Jakarta, CB -- Menyusul insiden penembakan yang menewaskan 59 dan melukai 500 orang di Las Vegas, seorang pegiat hak dan pemberdayaan perempuan Muslim menyebut Amerika Serikat telah membiarkan perkembangan terorisme yang berasal dari negeri sendiri.

Penembakan itu dilakukan oleh Stephen Paddock, warga lokal berkulit putih yang menembaki kerumunan orang dari kamarnya di lantai 32 Mandalay Bay Hotel. Hingga kini, pemerintah belum menyebut aksi brutal itu sebagai insiden terorisme.

"Menjinakkan teror yang berasal dari negeri sendiri dan memperketat pengendalian senjata api akan dikesampingkan karena dainggap tak pantas atau politisasi tak perlu dari sebuah tragedi dan dengan cepat menjadi isu sekunder dari agenda pemerintah," kata Naaz Modan dalam artikel opini yang dimuat CNN, Rabu (4/10).
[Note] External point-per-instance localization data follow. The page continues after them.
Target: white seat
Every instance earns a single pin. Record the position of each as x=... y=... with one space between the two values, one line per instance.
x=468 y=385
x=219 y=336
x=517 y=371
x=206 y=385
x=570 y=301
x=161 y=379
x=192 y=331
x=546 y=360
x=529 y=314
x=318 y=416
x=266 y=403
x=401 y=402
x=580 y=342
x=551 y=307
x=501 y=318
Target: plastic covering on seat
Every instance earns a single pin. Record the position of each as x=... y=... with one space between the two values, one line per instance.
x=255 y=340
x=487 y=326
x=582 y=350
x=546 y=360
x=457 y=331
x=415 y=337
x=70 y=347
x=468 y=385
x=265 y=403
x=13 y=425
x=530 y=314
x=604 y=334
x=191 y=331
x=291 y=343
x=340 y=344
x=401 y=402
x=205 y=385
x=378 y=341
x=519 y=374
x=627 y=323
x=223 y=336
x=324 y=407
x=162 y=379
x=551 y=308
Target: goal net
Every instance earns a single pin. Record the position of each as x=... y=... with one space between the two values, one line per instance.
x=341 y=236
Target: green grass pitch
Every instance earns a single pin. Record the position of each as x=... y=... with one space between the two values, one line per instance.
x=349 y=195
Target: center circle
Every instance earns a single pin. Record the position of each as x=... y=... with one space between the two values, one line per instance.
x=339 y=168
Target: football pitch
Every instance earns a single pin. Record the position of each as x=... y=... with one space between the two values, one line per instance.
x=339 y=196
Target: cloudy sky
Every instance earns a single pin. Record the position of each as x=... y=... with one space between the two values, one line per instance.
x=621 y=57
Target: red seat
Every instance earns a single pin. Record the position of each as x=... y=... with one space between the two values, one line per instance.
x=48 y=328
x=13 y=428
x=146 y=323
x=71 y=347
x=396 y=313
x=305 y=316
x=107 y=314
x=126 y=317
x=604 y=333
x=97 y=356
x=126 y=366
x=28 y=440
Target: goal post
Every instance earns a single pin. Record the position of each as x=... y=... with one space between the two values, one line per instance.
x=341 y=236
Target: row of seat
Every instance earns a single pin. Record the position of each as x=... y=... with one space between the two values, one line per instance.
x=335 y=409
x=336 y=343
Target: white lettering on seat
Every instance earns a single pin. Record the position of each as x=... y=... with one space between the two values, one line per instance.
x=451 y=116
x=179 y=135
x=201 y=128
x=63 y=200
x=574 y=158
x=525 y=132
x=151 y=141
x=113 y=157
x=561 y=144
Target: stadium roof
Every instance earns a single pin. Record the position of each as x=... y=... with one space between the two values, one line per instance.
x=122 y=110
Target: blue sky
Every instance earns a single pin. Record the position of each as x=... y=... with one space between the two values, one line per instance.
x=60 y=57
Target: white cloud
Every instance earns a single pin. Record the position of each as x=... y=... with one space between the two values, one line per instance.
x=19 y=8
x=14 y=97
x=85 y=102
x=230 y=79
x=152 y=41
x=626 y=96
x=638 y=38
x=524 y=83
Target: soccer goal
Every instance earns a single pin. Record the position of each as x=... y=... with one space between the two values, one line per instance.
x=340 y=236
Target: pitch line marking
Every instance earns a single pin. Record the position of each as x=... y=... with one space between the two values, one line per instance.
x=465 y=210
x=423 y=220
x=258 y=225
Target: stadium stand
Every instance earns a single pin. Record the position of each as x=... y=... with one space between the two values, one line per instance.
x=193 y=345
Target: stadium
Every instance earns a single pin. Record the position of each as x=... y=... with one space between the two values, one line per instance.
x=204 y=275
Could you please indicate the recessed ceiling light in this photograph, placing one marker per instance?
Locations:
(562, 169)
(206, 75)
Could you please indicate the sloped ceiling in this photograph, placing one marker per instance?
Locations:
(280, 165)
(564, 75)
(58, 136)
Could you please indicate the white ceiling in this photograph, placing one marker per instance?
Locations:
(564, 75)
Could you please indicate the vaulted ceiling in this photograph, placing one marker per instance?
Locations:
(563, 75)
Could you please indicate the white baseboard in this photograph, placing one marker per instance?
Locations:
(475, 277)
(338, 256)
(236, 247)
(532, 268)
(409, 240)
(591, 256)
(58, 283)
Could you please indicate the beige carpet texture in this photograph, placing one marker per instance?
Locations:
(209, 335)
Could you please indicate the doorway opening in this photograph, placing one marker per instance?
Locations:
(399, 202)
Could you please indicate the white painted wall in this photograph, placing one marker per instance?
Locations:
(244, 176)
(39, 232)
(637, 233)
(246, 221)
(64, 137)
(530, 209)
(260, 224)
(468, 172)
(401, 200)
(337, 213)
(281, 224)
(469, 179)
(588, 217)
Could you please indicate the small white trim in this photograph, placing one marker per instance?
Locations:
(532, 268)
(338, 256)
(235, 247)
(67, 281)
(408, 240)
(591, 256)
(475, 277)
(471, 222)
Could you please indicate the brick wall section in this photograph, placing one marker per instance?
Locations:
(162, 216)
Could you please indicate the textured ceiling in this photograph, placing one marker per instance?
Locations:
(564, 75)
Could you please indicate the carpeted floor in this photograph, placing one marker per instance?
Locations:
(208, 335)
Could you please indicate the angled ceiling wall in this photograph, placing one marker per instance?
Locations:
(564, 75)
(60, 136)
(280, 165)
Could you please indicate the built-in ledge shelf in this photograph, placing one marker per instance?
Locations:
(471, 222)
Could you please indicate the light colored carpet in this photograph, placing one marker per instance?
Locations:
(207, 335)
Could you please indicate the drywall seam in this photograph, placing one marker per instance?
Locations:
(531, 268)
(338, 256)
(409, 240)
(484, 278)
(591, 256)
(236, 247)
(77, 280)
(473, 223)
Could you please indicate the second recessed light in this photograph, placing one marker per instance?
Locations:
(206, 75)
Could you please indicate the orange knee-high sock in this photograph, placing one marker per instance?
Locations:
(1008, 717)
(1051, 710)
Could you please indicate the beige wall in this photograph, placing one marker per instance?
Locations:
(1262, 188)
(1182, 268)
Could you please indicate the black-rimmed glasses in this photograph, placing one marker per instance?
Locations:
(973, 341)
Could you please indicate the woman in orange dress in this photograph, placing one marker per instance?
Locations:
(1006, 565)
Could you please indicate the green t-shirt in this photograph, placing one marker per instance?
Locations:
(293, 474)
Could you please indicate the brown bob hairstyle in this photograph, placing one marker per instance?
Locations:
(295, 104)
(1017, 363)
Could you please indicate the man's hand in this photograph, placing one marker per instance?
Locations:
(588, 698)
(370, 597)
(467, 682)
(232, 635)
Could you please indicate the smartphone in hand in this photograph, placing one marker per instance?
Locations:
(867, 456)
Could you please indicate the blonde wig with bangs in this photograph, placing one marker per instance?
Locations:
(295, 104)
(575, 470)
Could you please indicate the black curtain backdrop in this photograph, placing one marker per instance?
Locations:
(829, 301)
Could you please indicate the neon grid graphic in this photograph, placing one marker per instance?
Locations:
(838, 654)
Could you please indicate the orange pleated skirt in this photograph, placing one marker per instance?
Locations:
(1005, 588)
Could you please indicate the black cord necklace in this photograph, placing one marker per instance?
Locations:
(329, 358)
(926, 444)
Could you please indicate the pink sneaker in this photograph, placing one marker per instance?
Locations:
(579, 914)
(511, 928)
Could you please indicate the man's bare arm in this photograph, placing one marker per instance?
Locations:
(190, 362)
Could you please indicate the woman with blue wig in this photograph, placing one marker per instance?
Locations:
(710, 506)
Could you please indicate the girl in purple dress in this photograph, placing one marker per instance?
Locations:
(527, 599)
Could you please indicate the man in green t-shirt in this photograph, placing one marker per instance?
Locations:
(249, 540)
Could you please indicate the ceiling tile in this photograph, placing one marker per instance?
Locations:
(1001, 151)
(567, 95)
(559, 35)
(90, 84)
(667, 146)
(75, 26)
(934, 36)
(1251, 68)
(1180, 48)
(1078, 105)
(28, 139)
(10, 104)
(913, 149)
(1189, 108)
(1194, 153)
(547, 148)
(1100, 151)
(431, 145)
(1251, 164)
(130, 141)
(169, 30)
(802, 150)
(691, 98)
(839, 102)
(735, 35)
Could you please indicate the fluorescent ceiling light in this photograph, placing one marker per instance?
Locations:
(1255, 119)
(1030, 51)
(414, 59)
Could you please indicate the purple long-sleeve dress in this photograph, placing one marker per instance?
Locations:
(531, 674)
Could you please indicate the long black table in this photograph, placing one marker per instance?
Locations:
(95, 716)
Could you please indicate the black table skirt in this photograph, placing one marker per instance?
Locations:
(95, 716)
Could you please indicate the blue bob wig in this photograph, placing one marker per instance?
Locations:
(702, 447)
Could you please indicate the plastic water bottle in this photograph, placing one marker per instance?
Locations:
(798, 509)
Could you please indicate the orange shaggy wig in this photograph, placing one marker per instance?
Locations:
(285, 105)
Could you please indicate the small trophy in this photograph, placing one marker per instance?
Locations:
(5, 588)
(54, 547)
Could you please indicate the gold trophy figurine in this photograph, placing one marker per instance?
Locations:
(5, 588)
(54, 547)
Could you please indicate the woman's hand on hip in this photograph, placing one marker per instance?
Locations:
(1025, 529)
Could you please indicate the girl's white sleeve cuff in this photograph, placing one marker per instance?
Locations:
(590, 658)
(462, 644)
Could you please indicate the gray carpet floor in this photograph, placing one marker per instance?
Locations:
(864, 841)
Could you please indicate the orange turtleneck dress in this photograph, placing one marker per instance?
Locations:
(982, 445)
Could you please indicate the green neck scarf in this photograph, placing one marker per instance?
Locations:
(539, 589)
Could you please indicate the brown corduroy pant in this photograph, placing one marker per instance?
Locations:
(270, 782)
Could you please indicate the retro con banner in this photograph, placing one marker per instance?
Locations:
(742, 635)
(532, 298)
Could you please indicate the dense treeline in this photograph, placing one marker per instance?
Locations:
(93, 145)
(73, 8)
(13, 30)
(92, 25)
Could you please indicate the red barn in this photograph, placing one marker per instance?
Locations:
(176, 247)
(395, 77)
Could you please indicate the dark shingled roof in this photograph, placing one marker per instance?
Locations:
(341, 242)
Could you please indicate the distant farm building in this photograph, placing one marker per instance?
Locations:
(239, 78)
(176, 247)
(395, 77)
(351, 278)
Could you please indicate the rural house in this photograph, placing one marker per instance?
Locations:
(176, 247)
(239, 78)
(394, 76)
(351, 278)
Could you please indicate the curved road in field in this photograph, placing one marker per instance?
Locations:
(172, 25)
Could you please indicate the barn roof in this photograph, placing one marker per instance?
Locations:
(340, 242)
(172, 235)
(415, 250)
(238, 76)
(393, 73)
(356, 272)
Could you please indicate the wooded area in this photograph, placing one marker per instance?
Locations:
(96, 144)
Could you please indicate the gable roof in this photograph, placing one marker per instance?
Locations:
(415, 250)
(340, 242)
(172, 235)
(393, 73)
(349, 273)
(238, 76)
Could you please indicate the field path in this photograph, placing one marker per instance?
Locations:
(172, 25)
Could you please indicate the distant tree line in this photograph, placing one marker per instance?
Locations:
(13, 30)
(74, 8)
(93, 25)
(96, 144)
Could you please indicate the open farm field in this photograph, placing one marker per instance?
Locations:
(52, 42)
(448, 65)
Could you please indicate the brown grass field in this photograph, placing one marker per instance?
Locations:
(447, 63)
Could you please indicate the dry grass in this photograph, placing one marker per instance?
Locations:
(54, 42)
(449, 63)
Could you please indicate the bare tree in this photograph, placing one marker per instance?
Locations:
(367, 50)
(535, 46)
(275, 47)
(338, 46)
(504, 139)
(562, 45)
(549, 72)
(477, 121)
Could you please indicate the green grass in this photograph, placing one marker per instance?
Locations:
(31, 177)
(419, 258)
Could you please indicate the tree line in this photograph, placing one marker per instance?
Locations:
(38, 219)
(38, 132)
Modan, editor konten di Muslim Girl, sebuah publikasi yang berfokus pada isu hak dan pemberdayaan perempuan Muslim, menjelaskan Amerika sudah berulang kali berada di posisi mengkhawatirkan ini. Dia menggarisbawahi bahwa AS sudah melewati ini 273 sepanjang 2017.

Merujuk pada Gun Violence Archive yang mendokumentasikan penembakan massal dengan korban lebih dari empat orang, terjadi 11.698 kematian karena kekerasan dengan senjata api sepanjang tahun ini. Antara 2001 hingga 2014, 440.095 kematian terjadi di tanah AS, sementara korban jiwa karena terorisme ada pada angka 3.412.

"Hari ini, Amerika mengalami rata-rata kurang lebih satu penembakan massal per hari," tulisnya. "Penembakan massal adalah epidemi jahat yang dihadapi dengan kepasifan fatal untuk terlalu lama."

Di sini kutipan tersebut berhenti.